- Supreme Court of the United States

Decided December 15, 1980
- Full case name: United States v. Will
- Citations: 449 U.S. 200 (more)

Holding
- Congress can repeal or modify a statutorily defined formula for annual cost-of-living increases to the compensation of federal judges, but Congress must act with respect to any particular increase before the increase takes effect.

Court membership
- Chief Justice Warren E. Burger Associate Justices William J. Brennan Jr. · Potter Stewart Byron White · Thurgood Marshall Harry Blackmun · Lewis F. Powell Jr.
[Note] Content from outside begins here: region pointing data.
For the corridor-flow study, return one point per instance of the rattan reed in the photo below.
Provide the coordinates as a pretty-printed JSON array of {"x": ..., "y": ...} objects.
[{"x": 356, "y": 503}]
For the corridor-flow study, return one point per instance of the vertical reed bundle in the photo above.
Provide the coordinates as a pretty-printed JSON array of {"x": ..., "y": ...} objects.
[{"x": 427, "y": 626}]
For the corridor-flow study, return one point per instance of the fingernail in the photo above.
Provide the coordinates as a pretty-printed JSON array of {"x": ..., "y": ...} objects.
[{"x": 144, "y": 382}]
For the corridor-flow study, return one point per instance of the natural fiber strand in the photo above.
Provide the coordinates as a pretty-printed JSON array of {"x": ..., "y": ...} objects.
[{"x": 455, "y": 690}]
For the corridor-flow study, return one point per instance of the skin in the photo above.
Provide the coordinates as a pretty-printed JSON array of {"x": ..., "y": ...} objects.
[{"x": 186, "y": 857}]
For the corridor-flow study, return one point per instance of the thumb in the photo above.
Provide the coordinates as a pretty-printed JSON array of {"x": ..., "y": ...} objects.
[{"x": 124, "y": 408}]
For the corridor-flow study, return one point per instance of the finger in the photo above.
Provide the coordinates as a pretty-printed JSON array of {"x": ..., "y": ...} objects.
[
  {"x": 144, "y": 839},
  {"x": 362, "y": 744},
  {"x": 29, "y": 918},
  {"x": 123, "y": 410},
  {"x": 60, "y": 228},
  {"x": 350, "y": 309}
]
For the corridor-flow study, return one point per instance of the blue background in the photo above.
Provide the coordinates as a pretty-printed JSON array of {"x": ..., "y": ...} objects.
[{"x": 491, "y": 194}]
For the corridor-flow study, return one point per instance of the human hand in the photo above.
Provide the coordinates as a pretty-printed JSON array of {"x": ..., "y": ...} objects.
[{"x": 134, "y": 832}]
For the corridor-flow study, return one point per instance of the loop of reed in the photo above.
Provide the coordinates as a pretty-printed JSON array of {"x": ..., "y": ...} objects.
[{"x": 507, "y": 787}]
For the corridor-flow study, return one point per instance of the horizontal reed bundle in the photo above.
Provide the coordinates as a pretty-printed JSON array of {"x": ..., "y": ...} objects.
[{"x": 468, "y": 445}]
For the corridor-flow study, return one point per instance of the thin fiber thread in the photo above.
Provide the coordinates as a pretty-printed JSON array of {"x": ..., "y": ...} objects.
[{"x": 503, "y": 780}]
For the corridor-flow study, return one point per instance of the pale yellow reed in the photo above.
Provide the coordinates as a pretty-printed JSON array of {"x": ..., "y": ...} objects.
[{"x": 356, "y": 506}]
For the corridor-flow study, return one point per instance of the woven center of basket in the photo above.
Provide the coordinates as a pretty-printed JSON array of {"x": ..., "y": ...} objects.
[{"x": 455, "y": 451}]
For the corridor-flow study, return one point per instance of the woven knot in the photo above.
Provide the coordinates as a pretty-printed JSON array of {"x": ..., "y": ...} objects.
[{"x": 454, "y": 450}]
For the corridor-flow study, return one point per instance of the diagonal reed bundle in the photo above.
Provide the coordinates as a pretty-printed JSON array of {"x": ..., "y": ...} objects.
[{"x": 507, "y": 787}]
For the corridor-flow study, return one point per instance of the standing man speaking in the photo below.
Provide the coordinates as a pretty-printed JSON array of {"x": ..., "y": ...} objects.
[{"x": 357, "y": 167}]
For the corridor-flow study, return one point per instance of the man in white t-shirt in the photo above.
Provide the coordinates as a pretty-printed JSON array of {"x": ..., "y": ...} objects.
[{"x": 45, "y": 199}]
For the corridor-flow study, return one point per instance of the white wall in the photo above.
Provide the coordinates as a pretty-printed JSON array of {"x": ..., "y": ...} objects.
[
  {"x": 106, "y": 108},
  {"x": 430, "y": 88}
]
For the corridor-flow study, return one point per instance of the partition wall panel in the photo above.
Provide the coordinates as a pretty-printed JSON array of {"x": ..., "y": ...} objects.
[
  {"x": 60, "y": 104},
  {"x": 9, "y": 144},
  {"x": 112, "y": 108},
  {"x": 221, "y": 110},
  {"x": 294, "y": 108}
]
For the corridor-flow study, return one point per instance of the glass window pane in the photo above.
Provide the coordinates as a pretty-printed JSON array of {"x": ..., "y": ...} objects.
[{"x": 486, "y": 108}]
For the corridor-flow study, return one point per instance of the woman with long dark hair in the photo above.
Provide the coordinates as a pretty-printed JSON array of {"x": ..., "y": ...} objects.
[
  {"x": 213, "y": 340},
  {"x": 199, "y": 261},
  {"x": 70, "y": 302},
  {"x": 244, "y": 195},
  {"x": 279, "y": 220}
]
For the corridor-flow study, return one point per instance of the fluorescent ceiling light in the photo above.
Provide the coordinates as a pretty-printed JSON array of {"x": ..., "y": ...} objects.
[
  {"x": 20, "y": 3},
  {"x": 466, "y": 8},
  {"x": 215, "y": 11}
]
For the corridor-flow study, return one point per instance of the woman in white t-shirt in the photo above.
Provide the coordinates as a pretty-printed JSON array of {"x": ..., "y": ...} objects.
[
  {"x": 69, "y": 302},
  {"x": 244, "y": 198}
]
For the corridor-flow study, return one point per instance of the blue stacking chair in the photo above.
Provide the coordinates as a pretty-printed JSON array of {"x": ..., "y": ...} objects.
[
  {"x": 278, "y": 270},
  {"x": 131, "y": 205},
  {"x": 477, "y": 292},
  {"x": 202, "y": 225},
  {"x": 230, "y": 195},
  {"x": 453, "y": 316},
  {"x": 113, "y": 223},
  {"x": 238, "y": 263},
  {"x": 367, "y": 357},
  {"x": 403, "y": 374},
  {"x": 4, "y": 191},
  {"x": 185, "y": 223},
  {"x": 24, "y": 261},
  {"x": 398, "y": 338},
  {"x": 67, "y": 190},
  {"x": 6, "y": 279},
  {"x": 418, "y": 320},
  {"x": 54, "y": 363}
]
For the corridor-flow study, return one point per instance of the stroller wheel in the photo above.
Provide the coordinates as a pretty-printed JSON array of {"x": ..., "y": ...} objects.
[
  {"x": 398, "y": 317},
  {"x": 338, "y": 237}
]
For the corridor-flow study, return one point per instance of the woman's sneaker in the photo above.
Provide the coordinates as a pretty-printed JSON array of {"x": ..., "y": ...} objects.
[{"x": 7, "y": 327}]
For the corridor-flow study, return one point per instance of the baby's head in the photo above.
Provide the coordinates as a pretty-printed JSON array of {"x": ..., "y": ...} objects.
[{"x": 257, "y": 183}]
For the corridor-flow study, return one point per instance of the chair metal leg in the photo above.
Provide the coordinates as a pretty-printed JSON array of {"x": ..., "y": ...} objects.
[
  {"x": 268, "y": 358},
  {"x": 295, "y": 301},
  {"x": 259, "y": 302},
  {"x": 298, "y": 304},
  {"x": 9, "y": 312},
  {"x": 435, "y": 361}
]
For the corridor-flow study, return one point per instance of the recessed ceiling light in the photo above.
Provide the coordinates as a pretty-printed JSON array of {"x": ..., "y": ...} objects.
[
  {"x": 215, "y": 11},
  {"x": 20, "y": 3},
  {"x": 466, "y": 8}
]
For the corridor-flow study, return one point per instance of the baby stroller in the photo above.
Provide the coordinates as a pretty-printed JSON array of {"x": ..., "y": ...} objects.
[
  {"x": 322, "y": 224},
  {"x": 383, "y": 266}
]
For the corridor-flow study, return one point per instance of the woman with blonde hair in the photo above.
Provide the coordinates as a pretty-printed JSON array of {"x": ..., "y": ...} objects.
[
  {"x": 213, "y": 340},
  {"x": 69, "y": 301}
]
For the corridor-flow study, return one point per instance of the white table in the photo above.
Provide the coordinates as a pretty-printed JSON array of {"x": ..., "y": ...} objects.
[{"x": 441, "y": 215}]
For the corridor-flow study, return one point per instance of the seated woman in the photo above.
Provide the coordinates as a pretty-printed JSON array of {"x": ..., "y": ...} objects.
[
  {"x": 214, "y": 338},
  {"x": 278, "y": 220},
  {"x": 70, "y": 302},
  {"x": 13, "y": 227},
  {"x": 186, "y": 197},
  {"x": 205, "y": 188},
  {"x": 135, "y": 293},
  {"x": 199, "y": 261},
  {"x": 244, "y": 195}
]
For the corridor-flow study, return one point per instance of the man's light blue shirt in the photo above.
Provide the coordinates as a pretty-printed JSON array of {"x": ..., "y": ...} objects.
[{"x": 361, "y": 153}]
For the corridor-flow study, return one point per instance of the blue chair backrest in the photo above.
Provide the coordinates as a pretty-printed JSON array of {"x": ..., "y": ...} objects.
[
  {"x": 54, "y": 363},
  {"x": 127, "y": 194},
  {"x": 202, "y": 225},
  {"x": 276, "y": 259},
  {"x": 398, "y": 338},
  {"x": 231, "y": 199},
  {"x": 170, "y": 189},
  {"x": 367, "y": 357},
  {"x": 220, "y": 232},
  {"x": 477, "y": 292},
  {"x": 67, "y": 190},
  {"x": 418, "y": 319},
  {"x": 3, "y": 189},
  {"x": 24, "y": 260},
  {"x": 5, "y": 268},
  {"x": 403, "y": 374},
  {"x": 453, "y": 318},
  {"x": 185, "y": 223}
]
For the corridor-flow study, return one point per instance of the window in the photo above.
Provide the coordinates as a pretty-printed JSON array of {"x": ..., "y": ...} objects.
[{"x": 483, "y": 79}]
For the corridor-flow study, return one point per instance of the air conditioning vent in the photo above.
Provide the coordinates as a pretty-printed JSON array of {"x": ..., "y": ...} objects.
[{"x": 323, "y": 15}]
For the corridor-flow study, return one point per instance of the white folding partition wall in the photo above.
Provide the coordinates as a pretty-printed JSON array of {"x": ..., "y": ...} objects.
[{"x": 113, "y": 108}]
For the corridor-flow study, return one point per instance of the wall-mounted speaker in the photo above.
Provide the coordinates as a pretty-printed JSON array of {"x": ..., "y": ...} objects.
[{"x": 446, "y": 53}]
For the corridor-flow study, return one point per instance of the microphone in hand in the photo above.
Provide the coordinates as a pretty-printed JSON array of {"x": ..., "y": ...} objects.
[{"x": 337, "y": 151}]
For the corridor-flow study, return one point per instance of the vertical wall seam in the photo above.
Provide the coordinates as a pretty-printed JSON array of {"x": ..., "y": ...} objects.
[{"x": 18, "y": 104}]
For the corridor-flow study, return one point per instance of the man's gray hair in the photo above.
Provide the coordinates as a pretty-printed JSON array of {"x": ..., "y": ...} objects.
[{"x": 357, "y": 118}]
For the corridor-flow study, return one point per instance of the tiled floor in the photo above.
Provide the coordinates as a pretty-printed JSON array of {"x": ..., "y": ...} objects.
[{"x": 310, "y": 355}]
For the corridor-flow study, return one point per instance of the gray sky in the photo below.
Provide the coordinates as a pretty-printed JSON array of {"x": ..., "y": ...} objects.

William Rehnquist · John P. Stevens

Case opinion
- Majority: Burger, joined by unanimous
- Blackmun took no part in the consideration or decision of the case.

Laws applied
- Compensation Clause

= United States v. Will =

United States v. Will, , was a United States Supreme Court case in which the court held that Congress can repeal or modify a statutorily defined formula for annual cost-of-living increases to the compensation of federal judges, but Congress must act with respect to any particular increase before the increase takes effect.

==Background==

An interlocking network of federal statutes fixes the compensation of high-level federal officials, including federal judges, and provides for annual cost-of-living adjustments in salary determined in the same way as those for federal employees generally. In four consecutive fiscal years (hereafter Years 1, 2, 3, and 4), Congress, with respect to these high-level officials, enacted statutes to stop or reduce previously authorized cost-of-living increases initially intended to be automatically operative under that statutory scheme. In Years 2 and 3, the statutes became law before the start of the fiscal year, and in Years 1 and 4 became law on or after the first day of the fiscal year. A number of United States District Court judges filed class actions against the United States in District Court, challenging the validity of the statutes under the Compensation Clause of the Constitution, which provides that federal judges shall receive compensation which "shall not be diminished during their Continuance in Office." The federal District Court granted summary judgments for the judges.

==Opinion of the court==

The Supreme Court issued an opinion on December 15, 1980. The case addressed the jurisdiction of the District Court judges deciding the cases about their own compensation before moving on to the substance of the Compensation Clause claim.